Author(s): Raghu Gopal
This week, Foxconn, the largest assembler of Apple products, announced that it will begin mass-producing flagship iPhones in India. Until now, Apple has only built the lower-cost iPhone SE and 6s models in India through Wistron in Bengaluru. The announcement means that Foxconn will now assemble the most expensive models, such as the flagship iPhone X family, potentially taking Apple's business in India to a new level.
Foxconn has focussed the major portion of its activities on China because the country provides an inexpensive source of labour for smartphone manufacturing as well as a large market for the phones it produces. However, in recent years, the Chinese smartphone market has stagnated, hitting sales of Apple devices particularly hard. Customers have been holding onto their devices longer and many people in China are attracted by local smartphone brands like Huawei, Oppo and Vivo.

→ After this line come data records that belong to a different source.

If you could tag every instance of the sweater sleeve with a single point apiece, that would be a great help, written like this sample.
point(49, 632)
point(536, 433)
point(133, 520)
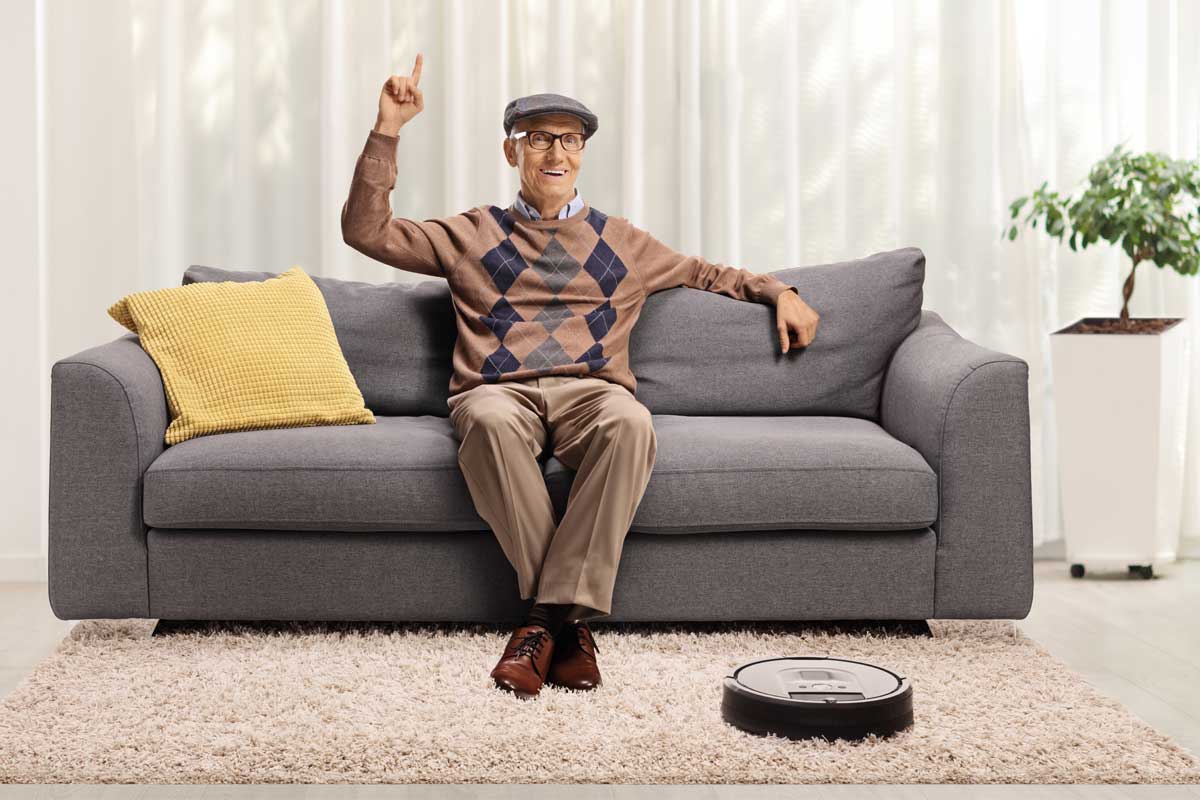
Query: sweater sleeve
point(430, 247)
point(663, 268)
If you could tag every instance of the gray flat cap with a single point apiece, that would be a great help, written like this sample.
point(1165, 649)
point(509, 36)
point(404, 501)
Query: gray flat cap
point(549, 103)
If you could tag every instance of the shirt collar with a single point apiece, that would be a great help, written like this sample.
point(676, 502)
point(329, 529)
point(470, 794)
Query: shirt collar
point(568, 210)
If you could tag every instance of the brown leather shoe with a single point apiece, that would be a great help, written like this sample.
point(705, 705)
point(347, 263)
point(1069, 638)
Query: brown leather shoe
point(527, 655)
point(574, 662)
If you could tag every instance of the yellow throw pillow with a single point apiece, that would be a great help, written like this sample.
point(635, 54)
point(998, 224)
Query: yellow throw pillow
point(240, 356)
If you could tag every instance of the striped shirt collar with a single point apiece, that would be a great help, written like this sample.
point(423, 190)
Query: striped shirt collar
point(568, 210)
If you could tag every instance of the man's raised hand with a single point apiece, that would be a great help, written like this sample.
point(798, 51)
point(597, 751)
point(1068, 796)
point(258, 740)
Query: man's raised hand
point(400, 101)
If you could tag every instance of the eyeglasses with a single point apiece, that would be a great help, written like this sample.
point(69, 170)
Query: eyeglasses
point(545, 139)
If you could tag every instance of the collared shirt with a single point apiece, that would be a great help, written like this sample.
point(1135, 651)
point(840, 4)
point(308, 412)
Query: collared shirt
point(568, 210)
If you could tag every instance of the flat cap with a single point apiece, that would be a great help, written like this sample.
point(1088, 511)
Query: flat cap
point(549, 103)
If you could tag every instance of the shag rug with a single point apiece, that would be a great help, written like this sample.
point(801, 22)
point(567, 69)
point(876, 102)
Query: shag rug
point(413, 703)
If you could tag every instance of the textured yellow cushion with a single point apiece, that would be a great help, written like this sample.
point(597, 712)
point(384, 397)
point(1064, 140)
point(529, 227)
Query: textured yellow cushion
point(239, 356)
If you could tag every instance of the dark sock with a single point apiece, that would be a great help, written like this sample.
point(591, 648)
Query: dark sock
point(549, 615)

The desire to build a presence in India is clear. The country has the fastest-growing smartphone market in the world, and Apple has almost nowhere to go but up. Indians bought more than 135 million smartphones in 2018, but only a tiny share of them were iPhones, as consumers favoured less-expensive models, mainly from Chinese manufacturers such as Xiaomi that offer value for money. Apple isn't looking to become a low-cost brand and the premium market in India is a thin, top layer of the market.
Apple hasn't been able to compete with brands like OnePlus in India, which deliver similar features to iPhones at half their prices. The move to manufacture in India will help Foxconn avoid the 20% import duty that's levied on phones made outside India, and only assembled there from parts sourced from China. Foxconn's move will also help Apple open retail stores in India. As part of the government's Make in India initiative, Apple needs to meet a rule that says a company must source 30% of its materials locally to be able to open its own retail shops. Until now, Apple has depended on local partners to sell its phones, so by manufacturing in India, it will be able to boost its retail push there.
Amid ongoing trade tensions between China and the US, shifting more of Apple's manufacturing operation away from China to local facilities in India allows it to diversify its logistics risks. iPhones made in India will provide Apple with a production path for the future — the company wants to avoid having all its eggs in one basket. In addition to India, Apple is also looking to set up manufacturing lines in Vietnam.